The present-day territory came under government authority in July 1870, after the Hudson’s Bay Company transferred Rupert’s Land and North-Western Territory to the British Crown, which subsequently transferred them to the government of Canada, giving it the name the North-West Territories. This immense region comprised all of today’s Canada except that which was encompassed within the early signors of Canadian Confederation, that is, British Columbia, early forms of present-day Ontario and Quebec (which encompassed the coast of the Great Lakes, the Saint Lawrence River valley and the southern third of Quebec), the Maritimes (PEI, NS and NB), Newfoundland, the Labrador coast, and the Arctic Islands, except the southern half of Baffin Island (the Arctic Islands remained under direct British claim until 1880). After the 1870 transfer, some of the North-West Territories was whittled away. The province of Manitoba was created on July 15, 1870, at first a tiny square area around Winnipeg, and then enlarged in 1881 to a rectangular region composing the modern province’s south. By the time British Columbia joined Confederation on July 20, 1871, it had already (1866) been granted the portion of North-Western Territory south of 60 degrees north and west of 120 degrees west, an area that comprised most of the Stickeen Territories.

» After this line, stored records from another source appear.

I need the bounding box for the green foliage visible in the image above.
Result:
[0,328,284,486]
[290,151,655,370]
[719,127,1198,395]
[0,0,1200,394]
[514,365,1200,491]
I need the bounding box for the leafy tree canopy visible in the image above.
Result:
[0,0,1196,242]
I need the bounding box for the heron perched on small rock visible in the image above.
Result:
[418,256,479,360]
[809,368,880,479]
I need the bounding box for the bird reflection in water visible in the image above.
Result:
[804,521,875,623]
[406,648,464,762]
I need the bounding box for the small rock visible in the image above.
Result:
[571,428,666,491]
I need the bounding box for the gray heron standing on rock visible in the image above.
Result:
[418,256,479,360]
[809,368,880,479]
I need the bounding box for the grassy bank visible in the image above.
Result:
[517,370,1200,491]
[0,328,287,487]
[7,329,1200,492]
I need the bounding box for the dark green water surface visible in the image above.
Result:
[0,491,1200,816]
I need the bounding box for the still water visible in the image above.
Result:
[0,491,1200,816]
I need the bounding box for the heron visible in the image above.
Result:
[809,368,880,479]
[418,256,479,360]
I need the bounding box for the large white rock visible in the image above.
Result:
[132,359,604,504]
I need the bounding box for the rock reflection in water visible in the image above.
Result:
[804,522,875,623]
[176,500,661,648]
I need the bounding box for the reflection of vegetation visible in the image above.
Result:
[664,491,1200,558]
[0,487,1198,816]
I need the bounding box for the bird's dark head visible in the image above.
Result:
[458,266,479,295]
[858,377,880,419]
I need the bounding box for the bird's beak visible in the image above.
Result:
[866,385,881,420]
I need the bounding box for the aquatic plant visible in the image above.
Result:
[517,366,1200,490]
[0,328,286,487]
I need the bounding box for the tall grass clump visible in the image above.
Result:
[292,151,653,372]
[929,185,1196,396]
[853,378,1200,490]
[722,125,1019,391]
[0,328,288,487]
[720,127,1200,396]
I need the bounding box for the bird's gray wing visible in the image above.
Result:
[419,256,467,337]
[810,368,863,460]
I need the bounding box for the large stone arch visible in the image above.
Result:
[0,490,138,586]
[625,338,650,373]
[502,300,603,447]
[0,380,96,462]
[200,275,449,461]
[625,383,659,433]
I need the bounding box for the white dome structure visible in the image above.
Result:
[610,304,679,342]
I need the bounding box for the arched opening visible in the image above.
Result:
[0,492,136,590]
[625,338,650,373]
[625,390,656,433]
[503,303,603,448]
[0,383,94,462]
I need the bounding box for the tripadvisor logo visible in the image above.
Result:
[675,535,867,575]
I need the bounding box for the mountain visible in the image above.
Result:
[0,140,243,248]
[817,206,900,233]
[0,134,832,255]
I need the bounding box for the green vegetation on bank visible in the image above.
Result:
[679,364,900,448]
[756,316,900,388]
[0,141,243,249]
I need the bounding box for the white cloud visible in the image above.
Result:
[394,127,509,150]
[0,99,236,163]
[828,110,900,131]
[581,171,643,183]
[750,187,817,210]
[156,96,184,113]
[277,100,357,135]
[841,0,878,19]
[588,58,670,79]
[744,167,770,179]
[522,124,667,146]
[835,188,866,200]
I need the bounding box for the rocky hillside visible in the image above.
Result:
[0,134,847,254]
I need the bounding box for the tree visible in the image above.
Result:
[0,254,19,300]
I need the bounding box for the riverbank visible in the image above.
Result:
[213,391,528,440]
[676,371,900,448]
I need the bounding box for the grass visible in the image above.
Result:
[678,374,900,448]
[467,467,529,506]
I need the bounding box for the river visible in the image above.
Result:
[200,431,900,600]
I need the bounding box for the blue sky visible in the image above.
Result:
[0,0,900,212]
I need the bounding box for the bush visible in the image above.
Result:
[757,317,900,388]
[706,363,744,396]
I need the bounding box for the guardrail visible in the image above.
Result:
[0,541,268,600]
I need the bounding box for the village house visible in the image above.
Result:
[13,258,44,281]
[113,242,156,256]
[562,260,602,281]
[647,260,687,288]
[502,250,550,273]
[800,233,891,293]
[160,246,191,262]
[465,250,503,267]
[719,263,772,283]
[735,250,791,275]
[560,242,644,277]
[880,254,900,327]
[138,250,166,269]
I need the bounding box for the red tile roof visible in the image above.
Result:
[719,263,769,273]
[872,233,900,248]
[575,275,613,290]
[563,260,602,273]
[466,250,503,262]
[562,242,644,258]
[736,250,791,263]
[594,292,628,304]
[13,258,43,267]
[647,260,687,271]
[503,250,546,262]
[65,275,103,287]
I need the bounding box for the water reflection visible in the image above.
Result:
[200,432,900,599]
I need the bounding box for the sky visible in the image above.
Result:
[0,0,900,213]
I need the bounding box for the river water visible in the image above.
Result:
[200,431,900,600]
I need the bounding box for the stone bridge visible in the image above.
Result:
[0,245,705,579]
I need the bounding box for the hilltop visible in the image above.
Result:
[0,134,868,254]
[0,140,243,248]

In 1882, Regina in the District of Assiniboia became the territorial capital. Alberta and Saskatchewan were separated from the NWT to become provinces in 1905 (Regina became the provincial capital of Saskatchewan).
The NWT’s geological resources include gold, diamonds, natural gas and petroleum. BP is the only oil company currently producing oil in the Territory. NWT diamonds are promoted as an alternative to purchasing blood diamonds. Two of the biggest mineral resource companies in the world, BHP Billiton and Rio Tinto mine many of their diamonds from the NWT. In 2010, NWT accounted for 28.5% of Rio Tinto’s total diamond production (3.9 million carats, 17% more than in 2009, from the Diavik Diamond Mine) and 100% of BHP’s (3.05 million carats from the EKATI mine). The Northwest Territories has the highest per capita GDP of all provinces or territories in Canada, C$76,000 in 2009. However, as production at the current mines started to wind down, no new mines opened and the public service shrank, the territory lost 1,200 jobs between November 2013 and November 2014.